Shoe Zone, the low-cost footwear retailer, has announced plans to close several stores due to rising operational costs and falling consumer confidence. The company, which operates 297 stores and employs approximately 2,250 staff across the UK, cited changes to wages and national insurance contributions (NICs) introduced in October’s budget as key drivers behind its decision.
Between October and mid-December, Shoe Zone faced a challenging trading environment, with unseasonal weather and declining consumer confidence negatively impacting sales and profits. The company reported that these pressures were exacerbated by budgetary changes announced by the chancellor, including an increase in the employer NIC rate from 13.8% to 15% starting April 2025. Additionally, the threshold for employer NIC payments was lowered, adding significant financial strain.
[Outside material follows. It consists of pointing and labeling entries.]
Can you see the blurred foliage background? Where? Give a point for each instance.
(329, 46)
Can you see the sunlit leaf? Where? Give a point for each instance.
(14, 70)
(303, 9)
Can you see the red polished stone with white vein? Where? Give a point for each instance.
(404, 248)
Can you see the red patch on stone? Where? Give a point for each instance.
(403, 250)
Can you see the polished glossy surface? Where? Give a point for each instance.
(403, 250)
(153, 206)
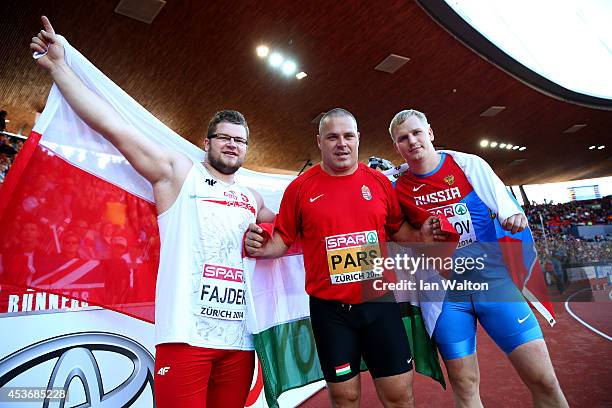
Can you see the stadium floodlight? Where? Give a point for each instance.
(262, 51)
(276, 59)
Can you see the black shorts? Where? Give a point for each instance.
(346, 333)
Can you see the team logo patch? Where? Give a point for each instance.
(343, 369)
(460, 209)
(366, 193)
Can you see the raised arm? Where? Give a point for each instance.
(150, 160)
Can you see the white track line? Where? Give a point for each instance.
(585, 324)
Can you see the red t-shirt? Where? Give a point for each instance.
(342, 223)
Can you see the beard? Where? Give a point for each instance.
(219, 163)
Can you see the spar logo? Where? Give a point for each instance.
(351, 240)
(81, 360)
(222, 272)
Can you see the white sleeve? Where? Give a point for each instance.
(487, 185)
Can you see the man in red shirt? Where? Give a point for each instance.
(343, 212)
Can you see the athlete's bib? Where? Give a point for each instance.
(459, 216)
(222, 292)
(350, 257)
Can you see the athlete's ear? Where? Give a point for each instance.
(397, 148)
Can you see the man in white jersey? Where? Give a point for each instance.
(204, 355)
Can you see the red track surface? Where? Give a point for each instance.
(581, 359)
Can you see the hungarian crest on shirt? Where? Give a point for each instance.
(366, 193)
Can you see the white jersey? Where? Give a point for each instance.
(200, 294)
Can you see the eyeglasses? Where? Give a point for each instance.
(226, 139)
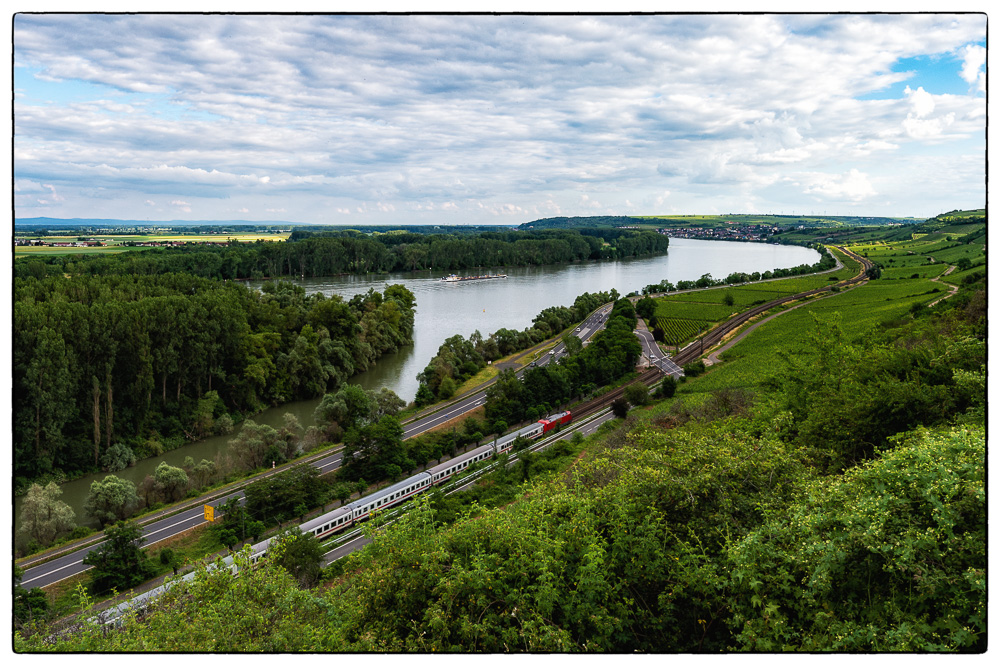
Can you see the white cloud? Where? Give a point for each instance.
(973, 71)
(852, 186)
(518, 114)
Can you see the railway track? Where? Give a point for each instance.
(648, 378)
(713, 337)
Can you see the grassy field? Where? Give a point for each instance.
(116, 243)
(905, 283)
(751, 362)
(683, 316)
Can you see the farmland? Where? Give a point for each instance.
(104, 243)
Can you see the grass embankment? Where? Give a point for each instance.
(116, 243)
(683, 316)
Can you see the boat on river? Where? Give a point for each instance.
(469, 278)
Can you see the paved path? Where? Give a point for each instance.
(952, 287)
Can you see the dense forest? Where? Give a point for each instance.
(840, 508)
(107, 367)
(316, 254)
(459, 358)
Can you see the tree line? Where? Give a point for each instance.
(110, 367)
(349, 252)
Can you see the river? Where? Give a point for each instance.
(446, 309)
These cost increases, combined with declining sales, have rendered several stores unviable. Although the exact number of planned closures remains unclear, the retailer’s store count has already reduced from 309 earlier this year. The business employs 2,500 staff currently, and there has been no statement about any retention or layoffs yet.
Shoe Zone expects the higher costs to have a major impact on its full-year performance. The company issued its second profit warning this year, revising its adjusted pre-tax profit forecast to £5m—half of its earlier £10m estimate. It also announced the suspension of its dividend for the financial year ending September 2024.
The budget measures, aimed at raising £25bn annually, have drawn criticism from various sectors, including retail and hospitality, which argue that these changes will force businesses to cut jobs and increase prices. Meanwhile, the Bank of England governor, Andrew Bailey, identified employer reactions to NIC increases as a pressing concern for the UK economy amid broader economic uncertainty.
Following the announcement, Shoe Zone’s share price plunged by 44%, reaching 75p—a 66% decline since the start of the year. Industry analysts noted that while external factors have undeniably affected Shoe Zone, management should also examine whether its product offering and strategy are meeting evolving consumer expectations.